A recent documentary aired on subscription streaming service, Netflix, that highlighted how difficult it is to detect when someone is trying to take advantage of human nature and kindness. You may have seen it. It has been discussed on various media and it may be difficult to watch. But it is yet another example of how criminals use social engineering and trust to get what they want. While we all may feel sorry for the victims, the criminals often get away and the solemn violin music isn’t playing when they ride off into the sunset with your money and potentially your heart.
It’s titled “The Tinder Swindler,” and focuses on women using the dating app, Tinder, to try to find companionship and love. One interviewee tells the story of how she met a guy that matched and swept her off her feet. He was handsome, successful, and wealthy. He even had a private jet to whisk them off to faraway lands. Sounds too good to be true, doesn’t it?
Unfortunately, as often is the case, if it sounds too good to be true, it really is. According to a recent report by TSB Bank, the average financial cost of romance fraud being conducted through social media apps such as Facebook, Tinder, and Plenty of Fish, is estimated to be around $8,100 per victim. And, while all age groups are susceptible to romance fraud, the average age of victims is 47, with women losing on average around $8,400, compared to just over $6,100 for men. Just more proof that people like to trust others. Also, more evidence that social engineering does work and that we all need to be aware of it.
TSB also found that the highest number of fraud cases related to fake profiles was on Facebook with 35%. Notably, 24% were on Tinder. Plenty of Fish showed 21% and 9% for Match.com. Phony profiles were also found on olderdating.com, Bumble, and Instagram.
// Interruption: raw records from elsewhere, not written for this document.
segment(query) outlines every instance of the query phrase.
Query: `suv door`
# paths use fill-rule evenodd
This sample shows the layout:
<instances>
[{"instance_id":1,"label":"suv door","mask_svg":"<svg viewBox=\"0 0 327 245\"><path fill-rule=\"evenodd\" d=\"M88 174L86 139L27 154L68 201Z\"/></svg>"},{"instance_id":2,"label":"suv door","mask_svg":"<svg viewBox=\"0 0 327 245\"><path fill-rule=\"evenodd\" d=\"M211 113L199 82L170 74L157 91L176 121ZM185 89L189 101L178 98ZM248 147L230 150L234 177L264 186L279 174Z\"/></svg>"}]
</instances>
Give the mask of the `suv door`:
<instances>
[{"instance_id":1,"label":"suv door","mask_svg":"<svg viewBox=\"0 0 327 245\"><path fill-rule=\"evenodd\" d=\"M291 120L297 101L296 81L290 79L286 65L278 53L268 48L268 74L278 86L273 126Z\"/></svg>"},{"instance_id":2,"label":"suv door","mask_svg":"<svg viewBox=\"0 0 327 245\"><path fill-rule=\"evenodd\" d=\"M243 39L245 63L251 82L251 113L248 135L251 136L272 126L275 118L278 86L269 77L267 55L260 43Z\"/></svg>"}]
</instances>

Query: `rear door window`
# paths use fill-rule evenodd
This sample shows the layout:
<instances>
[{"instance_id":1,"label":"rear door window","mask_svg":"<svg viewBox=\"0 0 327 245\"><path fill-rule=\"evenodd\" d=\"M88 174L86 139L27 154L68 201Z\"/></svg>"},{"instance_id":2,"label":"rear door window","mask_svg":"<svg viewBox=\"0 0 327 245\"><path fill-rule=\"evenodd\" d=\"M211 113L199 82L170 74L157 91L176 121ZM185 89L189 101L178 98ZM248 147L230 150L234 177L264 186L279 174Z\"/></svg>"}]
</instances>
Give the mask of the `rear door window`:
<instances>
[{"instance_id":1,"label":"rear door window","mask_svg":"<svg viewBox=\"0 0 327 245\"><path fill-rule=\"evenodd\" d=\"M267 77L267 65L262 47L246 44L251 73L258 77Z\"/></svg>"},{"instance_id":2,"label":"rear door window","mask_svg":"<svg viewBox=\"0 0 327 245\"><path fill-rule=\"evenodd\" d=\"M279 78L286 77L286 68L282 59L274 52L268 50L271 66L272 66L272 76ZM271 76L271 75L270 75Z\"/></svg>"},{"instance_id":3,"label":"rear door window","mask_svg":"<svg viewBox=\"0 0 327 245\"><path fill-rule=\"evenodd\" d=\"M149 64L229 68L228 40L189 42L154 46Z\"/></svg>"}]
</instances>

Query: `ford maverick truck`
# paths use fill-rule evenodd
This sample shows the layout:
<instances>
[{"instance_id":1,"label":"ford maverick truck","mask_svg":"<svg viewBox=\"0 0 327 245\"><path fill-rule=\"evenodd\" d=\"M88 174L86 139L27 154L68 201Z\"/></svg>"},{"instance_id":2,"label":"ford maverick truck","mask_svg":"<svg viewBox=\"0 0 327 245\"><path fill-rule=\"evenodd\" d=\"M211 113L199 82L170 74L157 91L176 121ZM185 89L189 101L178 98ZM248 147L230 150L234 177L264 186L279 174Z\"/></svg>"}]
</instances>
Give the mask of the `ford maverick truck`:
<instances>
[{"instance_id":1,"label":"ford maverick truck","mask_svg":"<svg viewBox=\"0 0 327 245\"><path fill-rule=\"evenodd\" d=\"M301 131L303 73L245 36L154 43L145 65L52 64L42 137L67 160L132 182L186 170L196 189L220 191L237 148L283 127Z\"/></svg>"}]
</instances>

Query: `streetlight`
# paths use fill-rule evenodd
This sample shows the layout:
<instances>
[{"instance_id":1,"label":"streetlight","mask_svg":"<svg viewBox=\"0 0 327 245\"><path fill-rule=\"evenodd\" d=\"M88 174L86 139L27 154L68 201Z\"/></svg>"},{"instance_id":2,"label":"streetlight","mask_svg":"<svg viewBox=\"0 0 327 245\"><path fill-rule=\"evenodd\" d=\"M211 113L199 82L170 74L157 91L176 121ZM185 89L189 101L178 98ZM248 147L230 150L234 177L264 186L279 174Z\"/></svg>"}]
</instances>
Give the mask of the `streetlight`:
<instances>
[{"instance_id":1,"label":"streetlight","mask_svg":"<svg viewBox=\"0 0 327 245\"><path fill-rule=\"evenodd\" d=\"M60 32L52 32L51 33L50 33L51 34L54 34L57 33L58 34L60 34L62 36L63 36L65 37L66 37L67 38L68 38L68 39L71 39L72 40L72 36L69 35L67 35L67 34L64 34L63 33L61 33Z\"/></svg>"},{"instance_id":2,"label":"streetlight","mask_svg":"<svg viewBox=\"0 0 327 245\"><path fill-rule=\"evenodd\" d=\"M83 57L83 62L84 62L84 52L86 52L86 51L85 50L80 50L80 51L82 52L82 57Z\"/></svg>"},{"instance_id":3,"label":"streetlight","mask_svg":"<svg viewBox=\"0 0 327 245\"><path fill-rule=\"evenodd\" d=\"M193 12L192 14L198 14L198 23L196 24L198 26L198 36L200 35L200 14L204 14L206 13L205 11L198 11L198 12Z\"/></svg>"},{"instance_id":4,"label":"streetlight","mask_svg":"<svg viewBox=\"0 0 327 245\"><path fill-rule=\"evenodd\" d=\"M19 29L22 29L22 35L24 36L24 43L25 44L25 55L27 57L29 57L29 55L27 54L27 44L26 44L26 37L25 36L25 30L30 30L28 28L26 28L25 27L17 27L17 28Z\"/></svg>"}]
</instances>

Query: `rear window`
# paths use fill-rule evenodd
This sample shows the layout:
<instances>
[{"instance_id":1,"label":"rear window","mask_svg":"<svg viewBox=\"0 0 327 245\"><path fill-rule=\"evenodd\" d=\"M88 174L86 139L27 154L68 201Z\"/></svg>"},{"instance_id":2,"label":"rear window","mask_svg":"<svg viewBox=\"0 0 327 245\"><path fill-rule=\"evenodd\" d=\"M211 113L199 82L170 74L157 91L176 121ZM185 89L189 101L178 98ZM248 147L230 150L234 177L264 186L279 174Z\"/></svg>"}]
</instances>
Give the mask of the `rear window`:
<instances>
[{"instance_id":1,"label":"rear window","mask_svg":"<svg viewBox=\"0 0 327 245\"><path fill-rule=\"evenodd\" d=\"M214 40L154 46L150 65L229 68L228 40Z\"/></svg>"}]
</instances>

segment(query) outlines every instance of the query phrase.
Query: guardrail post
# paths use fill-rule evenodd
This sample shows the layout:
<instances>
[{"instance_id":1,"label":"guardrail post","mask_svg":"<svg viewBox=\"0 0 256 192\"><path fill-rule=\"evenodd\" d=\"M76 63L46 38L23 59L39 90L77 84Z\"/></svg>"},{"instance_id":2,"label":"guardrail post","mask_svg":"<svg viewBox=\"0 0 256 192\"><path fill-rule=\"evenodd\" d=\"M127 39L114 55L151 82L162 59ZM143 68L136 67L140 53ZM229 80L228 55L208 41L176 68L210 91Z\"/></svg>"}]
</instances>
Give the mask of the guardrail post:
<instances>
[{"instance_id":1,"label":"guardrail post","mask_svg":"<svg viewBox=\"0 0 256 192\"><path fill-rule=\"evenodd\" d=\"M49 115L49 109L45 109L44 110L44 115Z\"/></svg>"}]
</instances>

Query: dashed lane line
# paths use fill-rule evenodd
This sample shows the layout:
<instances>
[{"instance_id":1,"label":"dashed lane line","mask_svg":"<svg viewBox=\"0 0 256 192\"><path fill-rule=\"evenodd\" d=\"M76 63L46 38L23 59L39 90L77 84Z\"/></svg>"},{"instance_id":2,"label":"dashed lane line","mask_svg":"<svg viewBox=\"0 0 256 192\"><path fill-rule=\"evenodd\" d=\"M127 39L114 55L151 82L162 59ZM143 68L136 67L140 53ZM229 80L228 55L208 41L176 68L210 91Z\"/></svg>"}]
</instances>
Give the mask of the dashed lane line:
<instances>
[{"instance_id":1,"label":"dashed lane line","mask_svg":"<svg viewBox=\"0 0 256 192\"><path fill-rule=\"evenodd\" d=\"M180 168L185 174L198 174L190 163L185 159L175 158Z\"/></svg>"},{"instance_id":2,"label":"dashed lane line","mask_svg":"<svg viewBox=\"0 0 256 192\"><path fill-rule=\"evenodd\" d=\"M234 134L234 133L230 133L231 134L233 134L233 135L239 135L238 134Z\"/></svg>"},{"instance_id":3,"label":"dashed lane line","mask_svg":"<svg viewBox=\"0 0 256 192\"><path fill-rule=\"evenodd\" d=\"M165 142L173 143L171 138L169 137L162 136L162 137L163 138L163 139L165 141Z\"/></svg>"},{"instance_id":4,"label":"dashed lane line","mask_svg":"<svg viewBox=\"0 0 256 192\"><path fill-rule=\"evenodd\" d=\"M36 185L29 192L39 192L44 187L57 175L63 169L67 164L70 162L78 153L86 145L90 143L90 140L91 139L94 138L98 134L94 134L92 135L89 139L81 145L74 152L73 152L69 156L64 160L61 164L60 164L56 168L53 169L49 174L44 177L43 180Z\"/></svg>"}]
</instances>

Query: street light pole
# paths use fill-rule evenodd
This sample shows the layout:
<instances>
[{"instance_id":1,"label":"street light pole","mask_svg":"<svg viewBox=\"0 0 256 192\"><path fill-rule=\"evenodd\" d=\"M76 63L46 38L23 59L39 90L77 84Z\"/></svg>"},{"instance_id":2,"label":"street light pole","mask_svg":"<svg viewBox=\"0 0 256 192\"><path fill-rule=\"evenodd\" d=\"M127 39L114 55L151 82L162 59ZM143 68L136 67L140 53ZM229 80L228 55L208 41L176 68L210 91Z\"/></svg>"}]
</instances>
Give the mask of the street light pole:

How can we avoid it? When looking for love, especially, keep the sixth sense activated. Ask yourself it sounds too good to be true. If the answer is yes, take a step back. We’re not telling you there aren’t attractive, successful, wealthy people out there, but if they offer to whisk you away in their private jet to an exotic locale after a few days of meeting online, perhaps ask more questions. If it is true, you’ll feel better about it.
Don’t give money to anyone without meeting them in person first and never give out financial information, whether on the phone, in an email, or via wire transfer.
Trust is difficult to earn. Ask anyone you meet make the effort to earn it and you’ll be better equipped to protect your heart and your bank account.